QueryParser and stopwords

2004-01-20 Thread Morus Walter
Hi,

I'm currently trying to get rid of query parser problems with stopwords
(depending on the query, there are ArrayIndexOutOfBoundsExceptions,
e.g. for stop AND nonstop where stop is a stopword and nonstop not).

While this isn't hard to fix (I'll enter a bug and patch in bugzilla), 
there's one issue left, I'm not sure how to deal with:

What should the query parser return for a query string containing only
stopwords?

And when I think about this, there's another one:
stop AND NOT nonstop
creates a boolean query, only containing prohibited terms, which
AFAIK cannot be used in a search.

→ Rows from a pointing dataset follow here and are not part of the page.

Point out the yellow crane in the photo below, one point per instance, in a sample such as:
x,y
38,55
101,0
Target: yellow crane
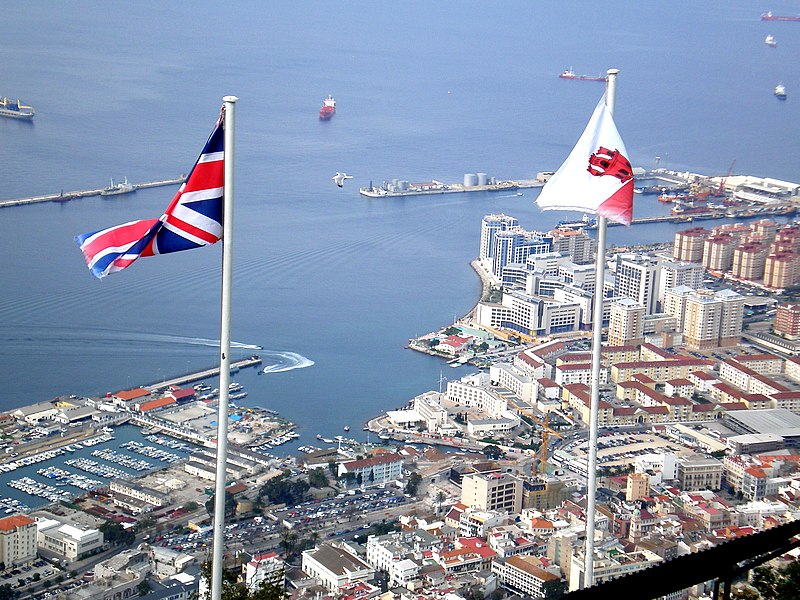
x,y
542,454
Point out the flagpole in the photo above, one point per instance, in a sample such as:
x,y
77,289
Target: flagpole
x,y
224,351
597,338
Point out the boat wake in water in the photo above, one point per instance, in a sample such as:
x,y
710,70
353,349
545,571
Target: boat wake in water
x,y
278,362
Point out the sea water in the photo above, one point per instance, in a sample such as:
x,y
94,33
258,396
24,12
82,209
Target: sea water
x,y
330,284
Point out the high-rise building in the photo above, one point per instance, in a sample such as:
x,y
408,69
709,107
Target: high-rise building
x,y
501,492
17,540
675,273
712,319
514,246
718,252
689,244
490,225
626,327
749,260
675,304
638,486
576,243
787,320
637,278
781,270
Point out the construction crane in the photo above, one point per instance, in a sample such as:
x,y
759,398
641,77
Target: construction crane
x,y
721,190
542,454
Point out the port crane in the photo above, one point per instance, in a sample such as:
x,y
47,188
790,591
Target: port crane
x,y
721,189
547,431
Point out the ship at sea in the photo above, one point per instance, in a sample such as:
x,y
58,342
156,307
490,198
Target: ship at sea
x,y
15,109
768,16
118,188
328,108
570,74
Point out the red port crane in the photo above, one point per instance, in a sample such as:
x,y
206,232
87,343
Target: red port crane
x,y
721,190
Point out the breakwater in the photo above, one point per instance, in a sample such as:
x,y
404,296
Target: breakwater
x,y
67,196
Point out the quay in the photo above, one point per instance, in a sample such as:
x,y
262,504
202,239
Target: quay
x,y
205,374
437,187
66,196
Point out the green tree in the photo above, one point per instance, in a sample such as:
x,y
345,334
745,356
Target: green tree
x,y
492,452
230,504
317,478
412,485
270,588
115,534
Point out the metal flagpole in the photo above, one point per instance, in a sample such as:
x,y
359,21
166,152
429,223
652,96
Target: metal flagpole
x,y
224,351
597,338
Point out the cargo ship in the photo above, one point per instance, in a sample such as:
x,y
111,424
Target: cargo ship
x,y
328,108
570,74
768,16
118,188
16,110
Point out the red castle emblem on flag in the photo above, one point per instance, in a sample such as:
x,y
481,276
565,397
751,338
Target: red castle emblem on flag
x,y
610,162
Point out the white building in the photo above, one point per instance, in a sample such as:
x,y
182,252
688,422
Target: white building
x,y
66,540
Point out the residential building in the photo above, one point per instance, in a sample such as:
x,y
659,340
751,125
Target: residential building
x,y
787,320
17,540
66,540
689,244
501,492
334,565
626,327
525,575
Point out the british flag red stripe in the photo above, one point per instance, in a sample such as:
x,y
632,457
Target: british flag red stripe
x,y
193,218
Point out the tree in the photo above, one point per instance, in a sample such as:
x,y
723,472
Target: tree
x,y
270,588
493,452
413,484
765,580
317,478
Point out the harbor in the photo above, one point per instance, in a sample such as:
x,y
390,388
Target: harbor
x,y
104,191
473,182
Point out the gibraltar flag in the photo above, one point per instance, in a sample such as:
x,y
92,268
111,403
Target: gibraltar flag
x,y
597,176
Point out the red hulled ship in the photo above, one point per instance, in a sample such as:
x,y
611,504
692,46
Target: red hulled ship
x,y
328,108
570,74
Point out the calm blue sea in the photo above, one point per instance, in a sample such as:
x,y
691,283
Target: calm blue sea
x,y
322,275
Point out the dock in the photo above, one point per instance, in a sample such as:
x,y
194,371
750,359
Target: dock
x,y
67,196
437,187
204,374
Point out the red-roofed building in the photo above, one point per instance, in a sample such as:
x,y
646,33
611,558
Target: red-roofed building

How to deal with this?

Currently it returns an empty BooleanQuery.
I think it would be more useful to return null in this case.

Morus

-
To unsubscribe, e-mail: [EMAIL PROTECTED]
For additional commands, e-mail: [EMAIL PROTECTED]



Query Term Questions

2004-01-20 Thread Terry Steichen
1) Is there a way to set the query boost factor depending not on the presence of a 
term, but on the presence of two specific terms?  For example, I may want to boost the 
relevance of a document that contains both iraq and clerics, but not boost the 
relevance of documents that contain only one or the other terms. (The idea is better 
discrimination than if I simply boosted both terms.)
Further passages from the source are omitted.